European cave paintings
When Europeans first encountered the Magdalenian paintings of southern France and Cantabrian Spain some 150 years ago they were considered to be hoaxes by academics. The new Darwinian thinking on evolution was interpreted as meaning that early humans could not have been sufficiently advanced to create art. Emile Cartailhac , one of the most respected prehistorians of the late nineteenth century believed they had been thought up by Creationists to support their ideas and ridicule Darwin's. Recent reappraisals and increasing numbers of discoveries have illustrated their authenticity and indicated the high levels of artistry of palaeolithic humans who used only basic tools. Cave paintings can also give valuable clues as to the culture and beliefs of that era.
The age of the paintings in many sites remains a contentious issue, since methods like radiocarbon dating can be easily mislead by contaminated samples of older or newer material, and caves and rocky overhangs are typically littered with debris from many time periods. The choice of subject matter can indicate date such as the reindeer at the Spanish cave of Cueva de las Monedas which imply the art is from the last ice age.
The commonest themes in cave paintings are large wild animals, such as bison, horses, aurochs, and deer, and tracings of human hands as well as abstract patterns, called Maccaroni by Breuill. Drawings of humans are rare and are usually schematic rather than the more naturalistic animal subjects. Cave art may have begun in the Aurignacian period (Hohle Fels , Germany), but reached its apogee in the late Magdalenian.
The paintings were drawn with red and yellow ochre, hematite, manganese oxide and charcoal. Sometimes the silhouette of the animal was incised in the rock first. Stone lamps provided some light. Abbé Breuill interpreted the paintings as being hunting magic, meant to increase the number of animals. As there are some clay sculptures that seem to have been the targets of spears, this may partly be true, but does not explain the pictures of beasts of prey such as the sabre-toothed lion or the bear.
Well known cave paintings include those of:
- Lascaux in France (discovered by a dog named Robot)

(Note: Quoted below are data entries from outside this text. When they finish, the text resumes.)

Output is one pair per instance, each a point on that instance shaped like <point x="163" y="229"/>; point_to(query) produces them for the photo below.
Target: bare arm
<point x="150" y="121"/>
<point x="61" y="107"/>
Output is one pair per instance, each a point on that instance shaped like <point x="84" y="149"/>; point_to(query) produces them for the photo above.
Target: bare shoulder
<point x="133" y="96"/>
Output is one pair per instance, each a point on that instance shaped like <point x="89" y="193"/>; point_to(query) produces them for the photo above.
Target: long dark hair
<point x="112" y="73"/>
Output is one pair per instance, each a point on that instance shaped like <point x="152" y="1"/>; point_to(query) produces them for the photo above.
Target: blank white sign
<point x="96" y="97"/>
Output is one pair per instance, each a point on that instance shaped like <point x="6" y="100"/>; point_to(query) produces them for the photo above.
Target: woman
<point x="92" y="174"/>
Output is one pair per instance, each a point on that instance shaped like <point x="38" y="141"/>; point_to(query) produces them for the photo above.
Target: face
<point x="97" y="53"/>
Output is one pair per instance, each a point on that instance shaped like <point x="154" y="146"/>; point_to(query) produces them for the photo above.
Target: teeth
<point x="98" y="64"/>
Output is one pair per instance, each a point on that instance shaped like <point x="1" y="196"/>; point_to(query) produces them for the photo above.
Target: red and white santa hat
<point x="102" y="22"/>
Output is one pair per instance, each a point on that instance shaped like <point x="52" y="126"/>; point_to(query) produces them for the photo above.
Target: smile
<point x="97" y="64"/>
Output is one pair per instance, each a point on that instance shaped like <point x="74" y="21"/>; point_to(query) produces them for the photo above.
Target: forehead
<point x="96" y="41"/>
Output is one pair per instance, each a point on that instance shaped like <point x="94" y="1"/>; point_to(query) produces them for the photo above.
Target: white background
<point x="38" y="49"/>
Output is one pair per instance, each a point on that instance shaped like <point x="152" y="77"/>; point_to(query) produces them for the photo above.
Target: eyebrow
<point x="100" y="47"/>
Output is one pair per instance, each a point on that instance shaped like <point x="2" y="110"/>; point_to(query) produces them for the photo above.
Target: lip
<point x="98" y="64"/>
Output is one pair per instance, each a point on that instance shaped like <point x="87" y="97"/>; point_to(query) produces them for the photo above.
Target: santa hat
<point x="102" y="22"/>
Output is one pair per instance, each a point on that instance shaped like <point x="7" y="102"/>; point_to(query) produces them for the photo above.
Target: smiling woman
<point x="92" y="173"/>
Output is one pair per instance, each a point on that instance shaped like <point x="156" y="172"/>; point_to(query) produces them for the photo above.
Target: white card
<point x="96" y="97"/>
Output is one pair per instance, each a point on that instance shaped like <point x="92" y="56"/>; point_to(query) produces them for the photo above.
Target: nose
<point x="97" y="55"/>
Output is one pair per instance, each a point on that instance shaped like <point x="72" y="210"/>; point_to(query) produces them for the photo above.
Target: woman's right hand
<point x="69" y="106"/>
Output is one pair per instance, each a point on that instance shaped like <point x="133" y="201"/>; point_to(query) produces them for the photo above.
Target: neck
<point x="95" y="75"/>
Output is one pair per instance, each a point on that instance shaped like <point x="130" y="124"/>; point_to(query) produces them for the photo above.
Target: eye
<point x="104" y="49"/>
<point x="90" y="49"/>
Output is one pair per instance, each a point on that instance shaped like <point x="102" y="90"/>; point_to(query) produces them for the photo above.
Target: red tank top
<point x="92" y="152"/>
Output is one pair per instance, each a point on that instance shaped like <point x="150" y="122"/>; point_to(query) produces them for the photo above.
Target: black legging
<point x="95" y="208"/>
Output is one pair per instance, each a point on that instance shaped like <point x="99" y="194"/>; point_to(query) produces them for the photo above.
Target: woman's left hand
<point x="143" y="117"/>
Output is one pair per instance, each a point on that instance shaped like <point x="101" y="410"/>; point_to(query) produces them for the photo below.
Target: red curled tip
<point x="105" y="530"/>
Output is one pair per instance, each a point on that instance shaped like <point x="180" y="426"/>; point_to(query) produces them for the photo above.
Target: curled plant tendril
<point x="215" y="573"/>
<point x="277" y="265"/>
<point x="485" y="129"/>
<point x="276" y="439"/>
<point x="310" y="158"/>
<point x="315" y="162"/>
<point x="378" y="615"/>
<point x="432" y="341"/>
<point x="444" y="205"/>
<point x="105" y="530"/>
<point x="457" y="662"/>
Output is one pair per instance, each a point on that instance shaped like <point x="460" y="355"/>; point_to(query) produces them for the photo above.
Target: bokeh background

- La Marche, in the Lussac-les-Chateaux area of France
- Chauvet-Pont-d'Arc, France
- Altamira in Spain
African Cave paintings
At Ukhahlamba-Drakensberg , South Africa, now thought to be some 3,000 years old, the paintings by the San people who settled in the area some 8,000 years ago depict animals and humans, and are thought to represent religious beliefs.
Australian cave paintings
Significant early cave paintings have also been found in Australia.